Before my sophomore year, I decided I was going to have to switch majors. So, I started thinking about subjects that interested me. I thought about my childhood and how I would always excel in my writing and literature classes. I thought back to the diary I used to write in every day. It occurred to me that I liked writing. I just didn’t know what type of writing I liked to do. Thoughts like those made me decide to switch my major to English Communications.

When declaring an English Communications major, a person must choose one out of the four tracks in communications: Creative writing, Journalism, films studies, or technical communications. Neither creative writing or film studies caught my attention, so I decided to give Journalism a try.

In Spring 2016, I took a speech communications and a newswriting course. I found it interesting that both had similarities. In speech and news writing I was taught to introduce the “lead” at the beginning of a presentation or story. As I kept practicing this type of writing, I developed a penchant for it.

At the end of the semester, I received an A for both courses. I put in a lot of effort in both courses not only for the grade, but because I was genuinely interested in the material being taught. That is when I had the sudden realization that I enjoy writing non-fiction. I like writing about how-to do things. I like to inform people on current events and news. I like to write about new places opening around town. I like to write about my surroundings.
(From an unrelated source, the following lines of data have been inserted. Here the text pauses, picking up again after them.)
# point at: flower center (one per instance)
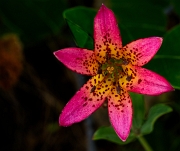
(113, 69)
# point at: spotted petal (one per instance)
(144, 81)
(120, 112)
(85, 101)
(106, 35)
(80, 60)
(139, 52)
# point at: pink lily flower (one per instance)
(115, 70)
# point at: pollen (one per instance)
(110, 69)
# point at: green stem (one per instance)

People say curiosity and experiences make a great journalist. It may be true. I am always looking to learn from my surroundings and experiences. Once I experience something (good or bad). I want to remember it forever. Currently, I do this by journaling like I did when I was ten and by writing for newspapers. Writing non-fiction allows me to record the experiences of others and mine. This is why I am an English Communications major with a focus in Journalism.